Anti-NMDAR Encephalitis Following Herpes Simplex Virus Encephalitis: 2 Cases From Portugal

Ana Brás 1, Ana André 2,, Laura Sá 3, João Carvalho 1, Anabela Matos 1, Helena Gens 1, Hipólito Nzwalo 4
PMCID: PMC7191661  PMID: 32373278

Abstract

Herpes simplex virus encephalitis (HSVE) usually presents as a monophasic disease. Symptomatic HSVE relapsing with seizures, encephalopathy, or involuntary movements associated with anti-N-methyl-d-aspartate receptor (anti-NMDAR) encephalitis have been recently reported.
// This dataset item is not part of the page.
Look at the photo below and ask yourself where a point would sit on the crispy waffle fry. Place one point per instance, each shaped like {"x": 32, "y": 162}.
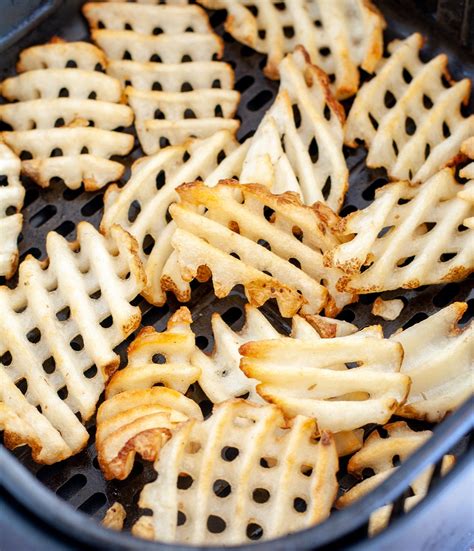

We report 2 cases of adult post-HSVE anti-NMDAR encephalitis from Portugal. Two female patients aged 50 years and 30 years were diagnosed with herpes simplex virus type 2 and type 1 encephalitis, respectively. After the initial improvement with specific treatment and despite virologic negativization, both patients suffered clinical, electroencephalographic, and imaging deterioration. The autoimmune encephalitis hypothesis was confirmed with the demonstration of anti-NMDAR antibodies in both cerebrospinal fluid and serum. Both responded to human immunoglobulin and methylprednisolone, with progressive gain of autonomy along the follow-up period. Thymectomy for thymic hyperplasia diagnosed during follow-up was performed in 1 patient. Although being rare, post-HSVE anti-NMDAR encephalitis should be considered in all cases of symptomatic recrudescence after HSVE, since adequate immune-modulating treatment improves the outcome. The role of thyme hyperplasia in autoimmune encephalitis pathogenesis needs better understanding.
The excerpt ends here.